Il y a autour de Gaza de Sylvie Nève par François Huglo
Pour « faire entendre autrement ce qui bruit à Gaza », Sylvie Nève rassemble autour de son poème Bande de Gaza devenu, grâce à Éric Daubresse (1954-2018), « une pièce musicale pour trois chanteuses et un chanteur, un violoniste et une percussionniste », son « Ode à Oum Kalthoum », « Salammbô Oum Fairouz », et « Extraits d’Orient ». Les voix et musiques invitées, l’empathie qu’elles éveillent par l’oreille, posent la même question que Charles-Louis Martineau qui, en avril 2007, rendait compte dans Web-gazette de la création de l’oratorio au théâtre d’Arras : « l’ "homme", nous donc, a-t-il encore un reste de pouvoir ou de dignité pour ne plus se satisfaire de la fatalité médiatique qui, chaque jour, nous déverse les images de l’inacceptable accepté, Gaza, Darfour, Guantanamo, famines, otages, gestion politique du massacre ». Loin des manichéismes dominants, Martineau ouïssant Nève, Daubresse, et leurs interprètes n’oubliait ni Gaza ni la Shoah, n’invoquait pas l’une pour nier l’autre, mais voyait dans la gaze mise en place par un « dispositif minimal » l’ « évident symbole de la détresse des corps », entendait en elle le « phonème de l’horreur, gaza, gaz, Shoah, Gaza », et nous déportait « sur les territoires d’une absurdité patiemment construite jour après jour », pour déchiffrer « un palimpseste de l’humanité, où se mêlent strates de géopolitique bégayante et constellations minérales ». Par Sylvie Nève, le bégaiement de l’histoire rencontre, comme l’écrivait Jean-Pierre Bobillot, le « "bégaiement créateur" dont parlaient Deleuze et Guattari à propos de Gherasim Luca ».
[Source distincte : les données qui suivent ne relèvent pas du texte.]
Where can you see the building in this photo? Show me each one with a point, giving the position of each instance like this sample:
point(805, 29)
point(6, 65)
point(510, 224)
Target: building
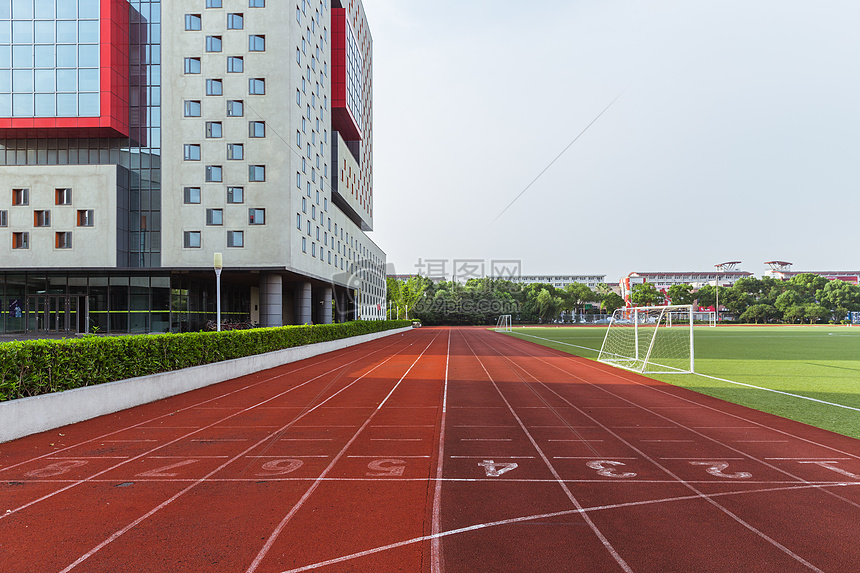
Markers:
point(662, 280)
point(561, 281)
point(137, 139)
point(782, 270)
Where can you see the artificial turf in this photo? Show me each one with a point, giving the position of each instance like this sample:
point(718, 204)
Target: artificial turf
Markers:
point(819, 365)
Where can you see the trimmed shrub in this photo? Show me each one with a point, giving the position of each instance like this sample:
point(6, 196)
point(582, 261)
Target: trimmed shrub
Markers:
point(34, 367)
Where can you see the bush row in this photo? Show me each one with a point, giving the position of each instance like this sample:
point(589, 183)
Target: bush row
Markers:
point(34, 367)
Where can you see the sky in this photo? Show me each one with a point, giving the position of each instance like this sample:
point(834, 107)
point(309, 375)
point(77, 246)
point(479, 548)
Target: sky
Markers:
point(735, 135)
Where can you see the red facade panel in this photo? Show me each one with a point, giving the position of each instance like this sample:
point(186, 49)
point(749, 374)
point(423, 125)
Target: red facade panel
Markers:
point(113, 120)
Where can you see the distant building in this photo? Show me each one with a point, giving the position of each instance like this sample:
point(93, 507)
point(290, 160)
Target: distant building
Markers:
point(592, 281)
point(663, 280)
point(782, 270)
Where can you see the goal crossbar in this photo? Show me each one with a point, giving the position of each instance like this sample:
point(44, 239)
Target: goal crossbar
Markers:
point(650, 339)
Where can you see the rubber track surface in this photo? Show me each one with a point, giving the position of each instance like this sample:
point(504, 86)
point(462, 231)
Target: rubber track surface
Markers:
point(438, 450)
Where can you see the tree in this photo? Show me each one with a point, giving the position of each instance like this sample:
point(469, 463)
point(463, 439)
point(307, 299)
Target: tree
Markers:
point(681, 294)
point(646, 294)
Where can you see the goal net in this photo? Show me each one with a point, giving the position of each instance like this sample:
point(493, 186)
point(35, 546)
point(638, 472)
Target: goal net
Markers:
point(650, 339)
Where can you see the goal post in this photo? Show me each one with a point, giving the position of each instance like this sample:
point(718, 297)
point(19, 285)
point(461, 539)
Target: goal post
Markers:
point(650, 339)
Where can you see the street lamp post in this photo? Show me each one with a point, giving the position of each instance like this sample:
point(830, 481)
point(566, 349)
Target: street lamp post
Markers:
point(219, 264)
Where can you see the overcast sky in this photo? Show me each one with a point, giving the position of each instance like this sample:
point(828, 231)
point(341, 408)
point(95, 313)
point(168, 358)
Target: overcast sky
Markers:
point(736, 136)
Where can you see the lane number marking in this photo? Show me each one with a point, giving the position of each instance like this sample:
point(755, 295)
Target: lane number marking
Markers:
point(716, 470)
point(495, 469)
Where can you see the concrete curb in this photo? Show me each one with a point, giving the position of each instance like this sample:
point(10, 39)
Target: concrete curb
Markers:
point(25, 416)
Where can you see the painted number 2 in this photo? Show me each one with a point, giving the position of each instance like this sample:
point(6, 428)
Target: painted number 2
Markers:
point(716, 469)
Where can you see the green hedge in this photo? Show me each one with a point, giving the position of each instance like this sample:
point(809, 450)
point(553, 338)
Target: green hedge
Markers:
point(34, 367)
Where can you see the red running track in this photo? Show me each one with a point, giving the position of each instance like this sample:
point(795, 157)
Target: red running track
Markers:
point(440, 450)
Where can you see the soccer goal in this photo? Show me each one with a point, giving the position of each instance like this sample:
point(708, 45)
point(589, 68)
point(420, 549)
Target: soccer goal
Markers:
point(650, 339)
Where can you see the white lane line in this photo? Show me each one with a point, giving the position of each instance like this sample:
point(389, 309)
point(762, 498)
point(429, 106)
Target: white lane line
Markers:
point(600, 536)
point(523, 519)
point(267, 546)
point(436, 561)
point(244, 453)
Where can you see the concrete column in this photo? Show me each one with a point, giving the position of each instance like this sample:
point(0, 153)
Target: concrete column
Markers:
point(326, 310)
point(271, 293)
point(303, 304)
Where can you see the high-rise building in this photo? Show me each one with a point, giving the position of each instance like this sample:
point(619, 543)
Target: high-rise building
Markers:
point(137, 139)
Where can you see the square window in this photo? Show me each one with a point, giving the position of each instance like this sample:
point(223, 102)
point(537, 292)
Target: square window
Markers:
point(192, 108)
point(235, 64)
point(257, 86)
point(213, 43)
point(235, 195)
point(191, 195)
point(235, 239)
point(192, 65)
point(63, 196)
point(41, 218)
point(256, 43)
point(256, 216)
point(192, 152)
point(256, 173)
point(214, 87)
point(63, 240)
point(191, 239)
point(86, 218)
point(213, 173)
point(235, 108)
point(214, 217)
point(213, 129)
point(235, 21)
point(256, 129)
point(192, 22)
point(21, 240)
point(235, 151)
point(20, 196)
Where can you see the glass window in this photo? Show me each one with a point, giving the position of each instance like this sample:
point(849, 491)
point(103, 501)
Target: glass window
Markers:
point(256, 173)
point(213, 129)
point(86, 218)
point(235, 21)
point(257, 86)
point(191, 240)
point(256, 43)
point(20, 240)
point(63, 240)
point(213, 173)
point(235, 64)
point(191, 195)
point(192, 108)
point(235, 108)
point(192, 22)
point(192, 152)
point(192, 65)
point(214, 217)
point(235, 194)
point(256, 216)
point(63, 196)
point(235, 239)
point(235, 151)
point(213, 43)
point(214, 87)
point(257, 129)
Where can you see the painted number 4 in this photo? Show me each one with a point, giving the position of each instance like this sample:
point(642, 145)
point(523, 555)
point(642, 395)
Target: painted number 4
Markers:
point(495, 469)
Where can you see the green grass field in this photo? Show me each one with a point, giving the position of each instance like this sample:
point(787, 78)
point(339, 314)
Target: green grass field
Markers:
point(807, 373)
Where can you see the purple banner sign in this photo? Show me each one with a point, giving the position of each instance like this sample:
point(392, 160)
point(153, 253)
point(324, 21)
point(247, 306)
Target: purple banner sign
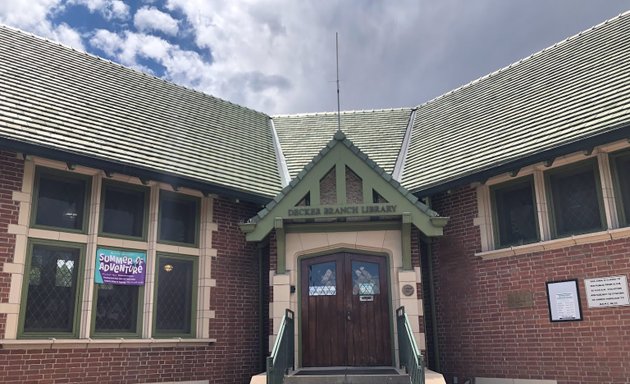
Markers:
point(120, 267)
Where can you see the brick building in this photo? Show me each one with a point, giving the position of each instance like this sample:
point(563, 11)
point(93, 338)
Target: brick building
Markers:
point(151, 233)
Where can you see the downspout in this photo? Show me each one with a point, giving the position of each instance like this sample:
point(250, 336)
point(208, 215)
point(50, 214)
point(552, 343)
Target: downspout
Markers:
point(434, 332)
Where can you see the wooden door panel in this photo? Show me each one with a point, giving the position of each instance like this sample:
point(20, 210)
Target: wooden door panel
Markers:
point(338, 328)
point(369, 327)
point(322, 326)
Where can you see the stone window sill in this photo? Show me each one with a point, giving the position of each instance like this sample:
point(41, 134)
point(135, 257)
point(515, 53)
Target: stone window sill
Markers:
point(100, 343)
point(548, 245)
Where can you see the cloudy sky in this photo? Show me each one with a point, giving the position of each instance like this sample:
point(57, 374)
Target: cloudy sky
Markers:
point(278, 56)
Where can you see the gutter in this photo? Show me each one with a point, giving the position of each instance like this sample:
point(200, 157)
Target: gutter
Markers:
point(620, 132)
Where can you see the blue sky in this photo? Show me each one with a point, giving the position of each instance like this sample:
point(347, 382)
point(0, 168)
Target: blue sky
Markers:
point(278, 56)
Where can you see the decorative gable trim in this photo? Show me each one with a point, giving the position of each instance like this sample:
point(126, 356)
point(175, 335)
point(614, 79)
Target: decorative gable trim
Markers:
point(340, 153)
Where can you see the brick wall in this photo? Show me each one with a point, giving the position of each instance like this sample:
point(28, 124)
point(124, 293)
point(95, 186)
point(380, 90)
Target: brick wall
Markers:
point(11, 172)
point(479, 336)
point(236, 298)
point(234, 358)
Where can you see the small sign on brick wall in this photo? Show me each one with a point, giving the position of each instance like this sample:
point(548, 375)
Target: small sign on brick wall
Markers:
point(524, 299)
point(611, 291)
point(563, 299)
Si « l’ancêtre oud » relie « la tombe de Pharaon / à la chanson de Roland », la voix d’Oum, « déguisée en garçon / dans les mosquées par le père », ce « papa Imam » qui « enseigne la psalmodie », est la voix d’un féminisme, qui répond à l’ « ardeur du sens » où « se fond Allah / seule voix d’homme » par l’ « ardeur des sens ». Le père est gêné par « la voix puissante » de « sa fille devant des hommes qu’il ne connaissait pas ». Enregistrée au Caire dès 1924, radiophonique en 1934, la voix devient « transe » et « théâtre ». Par elle, « le Nil cadence les grands soirs / de Castille, Bagdad, Istanbul, Tripoli, Rabat, Agadir, Gaza ». Elle se joint aux voix de Nasser, d’El Sadate, devient « la voix arabe », fleuve et foule « jusqu’à l’extase ». Elle pleure la défaite de1967, la mort de Nasser en 1970. Elle est la « voix de l’orient » qui « chante le temps ».
L’incipit du poème « Salammbô Oum Fairouz », « C’est à Baalbek, faubourg de partout », rappelle celui du roman de Flaubert. Née en 1934 d’une famille chrétienne, Nouhad Haddad entre en 1947 dans la chorale de Radio-Beyrouth. Son directeur la surnomme « Turquoise Nouhad— / Fairouz / en arabe ». Nève entend « coloratur—quoise—Fairuz ». Deux frères composent pour elle, en 1956 leur style s’impose au Festival international de Baalbek, « faubourg de partout », entre La Machine infernale de Cocteau et un récital Wlhelm Kempf. En 1961, « s’y marient andalouses / mélodies et occidentale musique / classique Ode à Baalbek métisse / belle pas Babel ». Fairouz « incarne / peuple, indépendance ». 1970, Jordanie, septembre noir : « milliers civils palestiniens tués / Yasser Arafat et ses combattants repoussés / au Liban ». À Balbek, Fairouz chante « comédies satires grinç / hante l’instabilité politique jusq’ / l’épuisement l’AVC ». En 1975, « guerre civile éclate ». Reprenant le Vaduz d’Heidsieck, le vers « autour tout autour de Beyrouth » annonce « autour tout autour de Gaza ». Mêmes bandes, même mosaïque humaine, même peau de léopard : « il y a des chrétiens il y a des musulmans / et il y a des réfugiés / il y a des Palestiniens chrétiens / Il y a des Palestiniens musulmans ». Et « il y a des druzes / il y a des chiites / et il y a des sunnites / des juifs, des grecs orthodoxes ». Hezbollah et troupes israéliennes. Sabra et Chatila. Musique est partage d’ « amour-douleur / pays d’où leur et nôtre / nation naissons / plusieurs ». « Extraits d’orient » parle de la Palestine comme d’un « golem des nations », qui « n’est pas—est », et traverse « le silence et l’immensité » d’un orient « jadis grouillant de Grecs, de Levantins, de Cavaliers / arabes », un « désert jamais vide » où « se croire au bord ». Un « orient désorienté », dira « Bande de Gaza ».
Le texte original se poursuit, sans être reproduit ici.